Since I posted a chart to help you better understand coconut flour, I’ve had a slew of requests for coconut flour recipes. Last week, we gave you a delicious bread recipe. This week, Chris from Mele Cotte is sharing a yummy recipe for coconut flour chocolate cake that you can make with coconut flour!
Coconut Flour Chocolate Cake: Brought to you by Mele Cotte
Ingredients:
- 2 cups coconut flour
- 1 cup unsweetened cocoa powder
- 1 ½ tsp. baking soda
- ½ tsp. baking powder
- 1 tsp. salt
- 1 cup butter, room temperature
- 1 ¾ cups sugar
- 9 eggs, room temperature
- 1 tsp. vanilla extract
- 1 ¾ cup half & half (or milk)
- ¼ cup coconut oil, liquefied and cooled
Frosting:
- 3 cups heavy or whipping cream
- ¼ cup confectioners’ sugar
- 1 tsp. vanilla extract
- 1-1½ cups shredded coconut (sweetened or unsweetened, according to preference)
Instructions:
1. Preheat oven to 350◦F. Grease two 8-inch or 9-inch round baking pans with butter, or line with parchment paper.
2. In a large bowl, whisk together coconut flour, cocoa powder, baking soda, baking powder, and salt; set aside.
3. Add vanilla into the half & half; set aside.

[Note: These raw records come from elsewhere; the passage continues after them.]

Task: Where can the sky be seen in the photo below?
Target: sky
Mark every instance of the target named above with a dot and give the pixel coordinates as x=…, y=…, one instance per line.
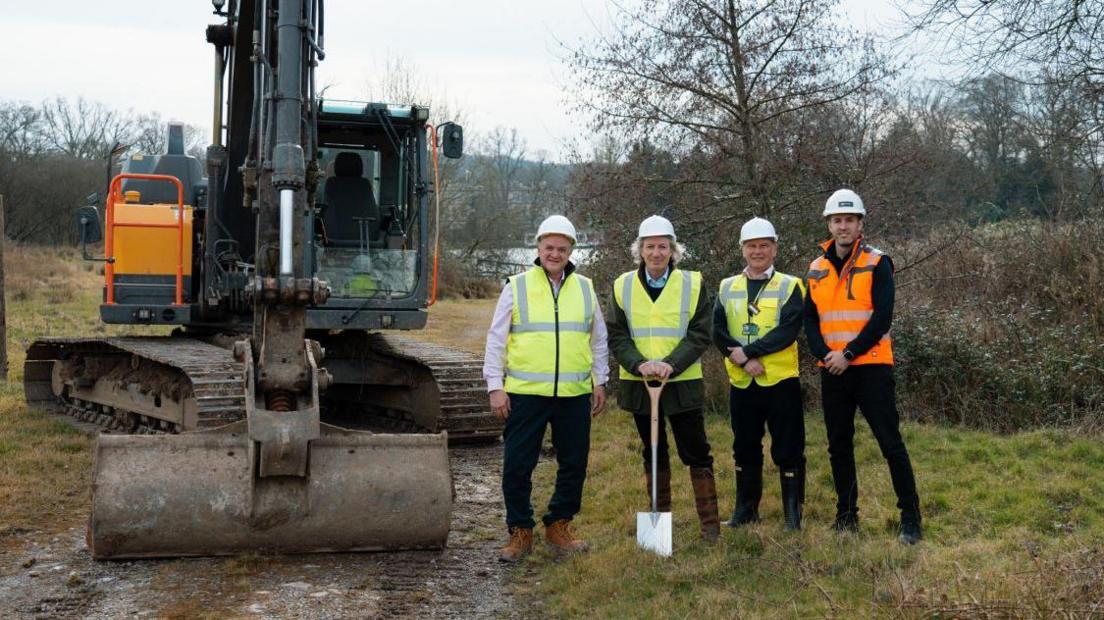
x=499, y=62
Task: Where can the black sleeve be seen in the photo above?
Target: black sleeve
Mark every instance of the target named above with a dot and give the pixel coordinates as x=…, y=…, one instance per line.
x=621, y=342
x=785, y=332
x=721, y=337
x=881, y=319
x=699, y=333
x=817, y=344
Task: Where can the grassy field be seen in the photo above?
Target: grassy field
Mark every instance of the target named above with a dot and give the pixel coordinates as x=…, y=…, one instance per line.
x=1014, y=527
x=1014, y=524
x=44, y=463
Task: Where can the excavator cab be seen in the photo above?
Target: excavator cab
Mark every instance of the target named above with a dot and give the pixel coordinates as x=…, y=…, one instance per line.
x=278, y=417
x=365, y=244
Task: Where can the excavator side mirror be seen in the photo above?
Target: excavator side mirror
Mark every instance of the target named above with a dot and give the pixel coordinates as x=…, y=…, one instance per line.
x=452, y=140
x=87, y=222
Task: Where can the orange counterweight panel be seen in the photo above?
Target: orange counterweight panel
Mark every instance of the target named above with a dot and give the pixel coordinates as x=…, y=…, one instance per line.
x=151, y=252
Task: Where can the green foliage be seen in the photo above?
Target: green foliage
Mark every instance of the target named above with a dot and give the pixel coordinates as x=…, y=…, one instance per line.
x=1006, y=331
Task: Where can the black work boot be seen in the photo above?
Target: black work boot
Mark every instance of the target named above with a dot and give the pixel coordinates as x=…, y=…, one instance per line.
x=911, y=531
x=704, y=494
x=793, y=491
x=749, y=492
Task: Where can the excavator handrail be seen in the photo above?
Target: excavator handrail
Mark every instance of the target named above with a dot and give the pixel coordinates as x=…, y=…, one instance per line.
x=109, y=225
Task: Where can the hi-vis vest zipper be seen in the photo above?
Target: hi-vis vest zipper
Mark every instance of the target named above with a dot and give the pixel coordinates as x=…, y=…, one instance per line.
x=845, y=302
x=733, y=296
x=548, y=352
x=658, y=327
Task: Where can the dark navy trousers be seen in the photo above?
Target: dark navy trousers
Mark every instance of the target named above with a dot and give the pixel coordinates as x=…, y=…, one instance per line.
x=570, y=418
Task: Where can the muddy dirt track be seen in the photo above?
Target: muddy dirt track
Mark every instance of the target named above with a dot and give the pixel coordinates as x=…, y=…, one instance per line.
x=51, y=575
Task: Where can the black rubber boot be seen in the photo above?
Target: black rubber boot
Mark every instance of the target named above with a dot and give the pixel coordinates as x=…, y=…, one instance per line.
x=793, y=494
x=911, y=530
x=749, y=492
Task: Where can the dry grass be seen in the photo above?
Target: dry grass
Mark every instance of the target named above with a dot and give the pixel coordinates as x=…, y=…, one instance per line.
x=44, y=463
x=1014, y=527
x=459, y=323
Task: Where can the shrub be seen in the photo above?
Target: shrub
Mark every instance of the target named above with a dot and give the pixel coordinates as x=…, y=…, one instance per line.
x=1006, y=329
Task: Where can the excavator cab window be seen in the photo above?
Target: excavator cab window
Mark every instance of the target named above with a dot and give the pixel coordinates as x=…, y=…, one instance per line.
x=364, y=200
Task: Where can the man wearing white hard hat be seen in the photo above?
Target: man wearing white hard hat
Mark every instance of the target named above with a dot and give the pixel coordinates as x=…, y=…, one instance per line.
x=847, y=323
x=547, y=364
x=659, y=328
x=756, y=319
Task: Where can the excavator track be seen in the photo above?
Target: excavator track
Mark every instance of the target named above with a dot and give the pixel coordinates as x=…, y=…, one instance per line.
x=465, y=412
x=210, y=384
x=204, y=378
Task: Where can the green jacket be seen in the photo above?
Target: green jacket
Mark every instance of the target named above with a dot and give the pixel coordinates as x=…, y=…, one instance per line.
x=679, y=396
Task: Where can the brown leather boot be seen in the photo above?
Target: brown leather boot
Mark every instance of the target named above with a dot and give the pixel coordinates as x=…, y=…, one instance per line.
x=521, y=543
x=662, y=488
x=704, y=494
x=559, y=538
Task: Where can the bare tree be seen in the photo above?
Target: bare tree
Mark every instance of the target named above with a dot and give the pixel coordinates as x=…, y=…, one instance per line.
x=1063, y=36
x=725, y=77
x=85, y=129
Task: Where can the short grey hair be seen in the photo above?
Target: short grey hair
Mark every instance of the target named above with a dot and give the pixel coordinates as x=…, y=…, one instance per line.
x=678, y=250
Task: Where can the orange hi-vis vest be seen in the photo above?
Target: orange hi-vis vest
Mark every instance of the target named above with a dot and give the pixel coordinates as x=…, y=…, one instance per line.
x=845, y=302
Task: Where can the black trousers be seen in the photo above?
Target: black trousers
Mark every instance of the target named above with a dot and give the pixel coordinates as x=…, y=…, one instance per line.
x=570, y=418
x=689, y=431
x=776, y=406
x=870, y=387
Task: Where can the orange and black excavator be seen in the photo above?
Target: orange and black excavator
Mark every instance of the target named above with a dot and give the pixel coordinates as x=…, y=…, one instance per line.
x=284, y=414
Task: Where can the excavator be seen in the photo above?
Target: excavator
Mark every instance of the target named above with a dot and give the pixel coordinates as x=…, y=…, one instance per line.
x=280, y=412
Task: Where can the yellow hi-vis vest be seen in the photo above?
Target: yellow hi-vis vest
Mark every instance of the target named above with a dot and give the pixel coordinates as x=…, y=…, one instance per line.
x=733, y=296
x=658, y=327
x=548, y=352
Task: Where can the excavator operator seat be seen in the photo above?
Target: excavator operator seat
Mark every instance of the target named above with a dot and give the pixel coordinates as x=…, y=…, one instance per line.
x=349, y=201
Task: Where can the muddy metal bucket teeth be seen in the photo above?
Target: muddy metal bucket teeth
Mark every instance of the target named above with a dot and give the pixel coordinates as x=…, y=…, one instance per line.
x=275, y=482
x=195, y=493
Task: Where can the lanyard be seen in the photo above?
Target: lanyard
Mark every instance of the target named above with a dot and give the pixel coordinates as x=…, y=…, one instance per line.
x=751, y=329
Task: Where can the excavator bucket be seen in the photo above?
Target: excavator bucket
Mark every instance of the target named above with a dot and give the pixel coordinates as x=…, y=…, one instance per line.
x=200, y=493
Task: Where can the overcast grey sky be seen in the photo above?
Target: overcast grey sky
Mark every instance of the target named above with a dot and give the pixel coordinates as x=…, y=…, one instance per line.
x=499, y=61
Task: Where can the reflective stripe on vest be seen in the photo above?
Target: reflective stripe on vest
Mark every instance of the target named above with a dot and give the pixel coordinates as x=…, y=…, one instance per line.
x=845, y=303
x=657, y=327
x=541, y=359
x=733, y=296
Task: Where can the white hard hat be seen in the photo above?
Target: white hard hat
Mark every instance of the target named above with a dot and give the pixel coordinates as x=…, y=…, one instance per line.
x=656, y=226
x=556, y=225
x=844, y=201
x=757, y=228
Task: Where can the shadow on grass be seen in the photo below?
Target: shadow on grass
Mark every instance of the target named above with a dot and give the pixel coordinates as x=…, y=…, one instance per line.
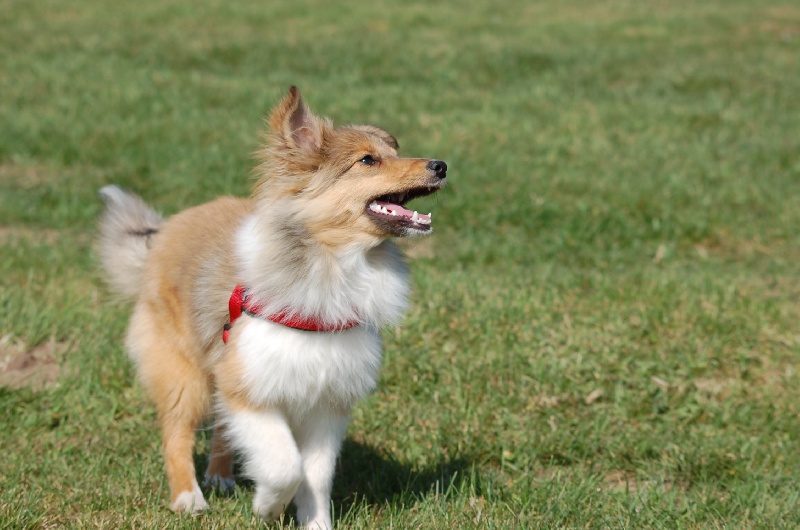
x=366, y=475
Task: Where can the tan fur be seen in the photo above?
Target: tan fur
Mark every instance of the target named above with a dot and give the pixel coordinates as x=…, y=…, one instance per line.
x=191, y=268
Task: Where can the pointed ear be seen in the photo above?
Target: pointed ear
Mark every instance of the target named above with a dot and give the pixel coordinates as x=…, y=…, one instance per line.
x=295, y=124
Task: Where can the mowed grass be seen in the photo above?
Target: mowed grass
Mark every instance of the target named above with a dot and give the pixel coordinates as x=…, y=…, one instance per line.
x=605, y=323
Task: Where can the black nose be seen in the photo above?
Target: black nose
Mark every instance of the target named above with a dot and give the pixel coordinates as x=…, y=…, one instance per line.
x=438, y=167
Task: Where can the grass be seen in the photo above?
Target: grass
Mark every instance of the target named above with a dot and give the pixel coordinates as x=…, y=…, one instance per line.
x=605, y=323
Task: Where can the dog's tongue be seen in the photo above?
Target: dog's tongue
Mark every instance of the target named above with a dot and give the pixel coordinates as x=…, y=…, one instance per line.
x=397, y=210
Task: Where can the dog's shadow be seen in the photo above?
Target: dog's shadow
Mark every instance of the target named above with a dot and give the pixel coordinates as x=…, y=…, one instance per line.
x=367, y=475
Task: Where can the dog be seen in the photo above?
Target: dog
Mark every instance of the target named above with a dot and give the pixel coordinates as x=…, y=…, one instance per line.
x=298, y=279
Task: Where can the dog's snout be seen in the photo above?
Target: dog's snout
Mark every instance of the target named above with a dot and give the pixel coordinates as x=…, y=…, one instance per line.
x=438, y=167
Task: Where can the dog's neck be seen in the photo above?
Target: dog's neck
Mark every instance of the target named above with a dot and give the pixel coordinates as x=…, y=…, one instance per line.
x=285, y=269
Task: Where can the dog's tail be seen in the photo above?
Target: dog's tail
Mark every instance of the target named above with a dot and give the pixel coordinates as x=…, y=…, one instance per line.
x=127, y=229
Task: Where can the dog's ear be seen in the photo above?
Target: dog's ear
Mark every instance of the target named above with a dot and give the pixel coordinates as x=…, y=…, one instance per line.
x=295, y=124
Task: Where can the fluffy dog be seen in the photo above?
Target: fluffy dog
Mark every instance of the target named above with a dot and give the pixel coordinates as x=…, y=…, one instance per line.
x=300, y=277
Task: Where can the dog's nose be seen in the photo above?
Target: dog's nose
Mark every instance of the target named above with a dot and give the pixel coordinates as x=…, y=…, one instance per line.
x=438, y=167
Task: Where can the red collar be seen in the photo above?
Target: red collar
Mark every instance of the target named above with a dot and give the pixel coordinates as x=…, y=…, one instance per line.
x=239, y=304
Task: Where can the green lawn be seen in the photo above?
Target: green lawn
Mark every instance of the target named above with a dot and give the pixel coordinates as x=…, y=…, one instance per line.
x=605, y=328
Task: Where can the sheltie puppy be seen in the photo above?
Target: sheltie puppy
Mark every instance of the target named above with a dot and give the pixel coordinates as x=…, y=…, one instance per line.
x=299, y=279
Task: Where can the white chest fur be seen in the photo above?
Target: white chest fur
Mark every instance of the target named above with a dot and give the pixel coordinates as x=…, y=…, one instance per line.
x=301, y=370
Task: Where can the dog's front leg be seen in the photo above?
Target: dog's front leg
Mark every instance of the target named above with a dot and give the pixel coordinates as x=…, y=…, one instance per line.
x=271, y=457
x=320, y=440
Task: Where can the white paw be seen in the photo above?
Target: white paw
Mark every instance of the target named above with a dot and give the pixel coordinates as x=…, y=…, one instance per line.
x=190, y=501
x=320, y=523
x=224, y=485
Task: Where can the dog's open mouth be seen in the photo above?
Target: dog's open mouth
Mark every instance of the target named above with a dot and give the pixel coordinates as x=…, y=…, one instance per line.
x=390, y=209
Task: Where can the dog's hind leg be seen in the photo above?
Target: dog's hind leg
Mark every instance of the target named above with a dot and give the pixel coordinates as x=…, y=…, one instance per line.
x=219, y=474
x=182, y=395
x=183, y=402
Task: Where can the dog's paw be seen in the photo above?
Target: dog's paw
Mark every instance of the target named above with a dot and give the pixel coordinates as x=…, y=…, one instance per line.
x=190, y=502
x=224, y=485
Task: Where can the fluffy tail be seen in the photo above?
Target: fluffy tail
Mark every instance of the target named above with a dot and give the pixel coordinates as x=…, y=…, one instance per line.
x=126, y=232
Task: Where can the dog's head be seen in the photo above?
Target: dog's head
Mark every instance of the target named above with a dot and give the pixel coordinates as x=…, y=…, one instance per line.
x=344, y=184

4. In the bowl of an electric mixer fitted with the paddle attachment, mix butter and sugar for 2 minutes. Add eggs, one at a time; beat high speed for about 3 minutes. Add in the vanilla. Gradually add flour by alternating with milk, beginning and ending with flour. Add oil. Beat batter for about five minutes on high speed. Spoon thick batter into the two prepared cake pans and, with a spatula, smooth the top of each pan. Bake for 30-35 minutes, or until skewer inserted into the center of cake comes out almost clean.
5. Cool on a wire rack for 10 minutes before removing from pans. Once removed from pans, cool completely.
6. Once the cake is cooled, make the cream filling. In a chilled bowl of an electric mixer fitted with the whisk attachment, whisk cream on medium-high speed until it just starts to thicken. Slow the speed down to medium and gradually add sugar. Continue to whisk until soft peaks form.
7. Add vanilla. Continue to whisk until smooth and stiff peaks form.
8. To assemble: Place one layer (flat side down) on a cake plate. Add about 2 cups of the whipped cream on the cake layer and evenly sprinkle with coconut. Carefully top with second layer of cake on the filling, flat side down. (If preferred, spread cream on the sides of the cake as well. Top with the remaining cream (use less if preferred). Evenly sprinkle with coconut.
We’d like to thank Chris from Mele Cotte for sharing this yummy recipe and photo with us. For more delicious photos of this cake, visit MeleCotte.com
Allison
October 25, 2015 at 4:56 pmI made this for a family get together today and it was soooo good. Very moist and didn’t taste like a normal GF recipe. Often GF stuff just doesn’t taste good but this was great!!!!!! Will be saving it and making it and gain for sure!
kim
April 11, 2015 at 8:23 amDo you think this would work well for cupcakes?
Thank you! This looks so yummy!
Kassi Whale
April 13, 2015 at 4:21 pmYes! It would work great with cupcakes!
sherry
August 31, 2012 at 2:45 pmThis looks so great! I am hesitant to try only because I’ve found in the past that using coconut flour can render a dry crumb. I’m sure that the key is in the ratio of flour/fat/liquid. Any thoughts on this?
Thanks,
Sherry
Cait
August 31, 2012 at 4:50 pmThe important thing to remember is that coconut flour needs a good binding agent. Eggs are used for this very purpose. A good rule of thumb is to use 1 egg per ounce of flour. As long as flour is bound well, it shouldn’t be too dry. However, baking gluten-free or with flours such as coconut flour always takes trial and error. 🙁 Check out this chart I did on coconut flour. Hopefully it will help you! Good luck!